A pain-wracked woman had a vital gall bladder operation cancelled after she broke the strict nil by mouth rule – by CHEWING GUM
Stunned Laura Cleave, 37, was being prepped for a procedure to remove gall stones last Thursday after suffering with the painful condition for several years.
But the op at the Royal Cornwall Hospital was cancelled at the last minute after medical staff noticed mum-of-three Laura had gum in her mouth.
She was told the op could not go ahead that day – and is now back on a waiting list to be re-scheduled at a later date.
Bar worker Laura, of St Mabyn, Cornwall, claims she was never told that gum was banned – and believed the nil by mouth rule applied only to things swallowed.
Laura said: “I am so annoyed about it. I did not know and did not even think about it. It is such a simple thing and I do feel like an idiot.
“But if I did not want the operation done I would never have gone in. It was a waste of everyone’s time.
“I know there will be some criticism of me but it was an innocent mistake. I certainly didn’t want to waste the NHS‘s time and money. That is the last thing I wanted.
“But I just want people to be aware – as I certainly wasn’t.”
Laura has been suffering with agonising gall stones for nearly three years, but finally sought help from the specialist in December last year.
She added: “I know I put it off for a while, but it got to the stage I had to do something as it was really affecting me.
“Now, I am in a position when I don’t know when the operation will be done.”
Laura, who has three daughters Ruby, eight, Florence, four and Shanon, three, said her letter had just told her the operation was scheduled for the afternoon – and made no mention of gum.
It told her to have a light breakfast at 8am and then she should take her normal medication and water until 10am – but nothing afterwards.
She added: “I keep reading and looking back at the letter and it makes no mention of chewing gum.

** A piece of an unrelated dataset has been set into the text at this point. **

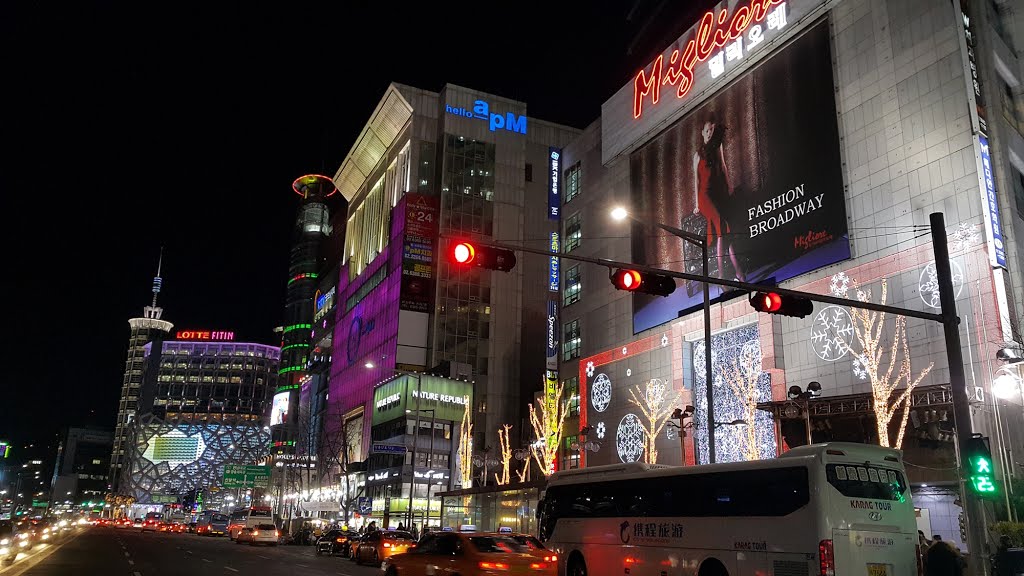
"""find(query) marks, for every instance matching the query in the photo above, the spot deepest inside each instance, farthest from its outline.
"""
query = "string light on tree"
(887, 400)
(656, 404)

“I presumed they were talking about things that we swallow. Apparently some leaflets refer specifically to gum and some don’t. But mine certainly did not.
“I just had the pre-op letter that stated no food or drink between certain times.

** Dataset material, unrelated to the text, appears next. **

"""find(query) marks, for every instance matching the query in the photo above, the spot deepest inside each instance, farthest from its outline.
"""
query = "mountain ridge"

“They said nothing about chewing gum. When I went in the nurse came around to do checks on me and asked to look in my mouth. She did not say anything.
“The anesthetist then came and I was just throwing the chewing gum away. He then got really funny and said they would have to put the operation back.

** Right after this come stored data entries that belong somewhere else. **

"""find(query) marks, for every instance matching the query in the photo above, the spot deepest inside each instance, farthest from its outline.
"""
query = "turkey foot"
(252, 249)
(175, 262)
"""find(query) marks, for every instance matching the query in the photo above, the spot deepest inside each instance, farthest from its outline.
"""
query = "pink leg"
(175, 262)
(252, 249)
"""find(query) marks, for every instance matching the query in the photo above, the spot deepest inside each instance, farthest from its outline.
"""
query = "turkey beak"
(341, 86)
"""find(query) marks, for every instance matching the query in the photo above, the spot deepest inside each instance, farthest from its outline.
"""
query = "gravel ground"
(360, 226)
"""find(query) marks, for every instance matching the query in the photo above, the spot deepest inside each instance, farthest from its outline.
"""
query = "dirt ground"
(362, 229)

“I thought it would be for a few hours, but they then came back and told me they couldn’t do it today.
“I was angry and upset. I am now on a waiting list for the operation and there is no guarantee when it will be.
“I am still living in quite a lot of pain. It comes and goes – but there are times when I have had to call an ambulance and been violently sick.”
A spokesman for the Royal Cornwall Hospital said: “We are sorry it was necessary to postpone Ms Cleave’s operation.
“This decision was made due to the risks associated with general anaesthetic when a patient hasn’t being entirely nil by mouth for the specified period beforehand.
“In these circumstances we do try to reschedule later in the day if theatre lists and time permit.
“Our leaflets and letters to patients, as well as the advice given at pre-operative assessment, do include instructions with specific reference to avoiding sweets and gum.
“However, we continually review our departmental policies and we will ensure that our preoperative documentation for patients is as clear as possible.”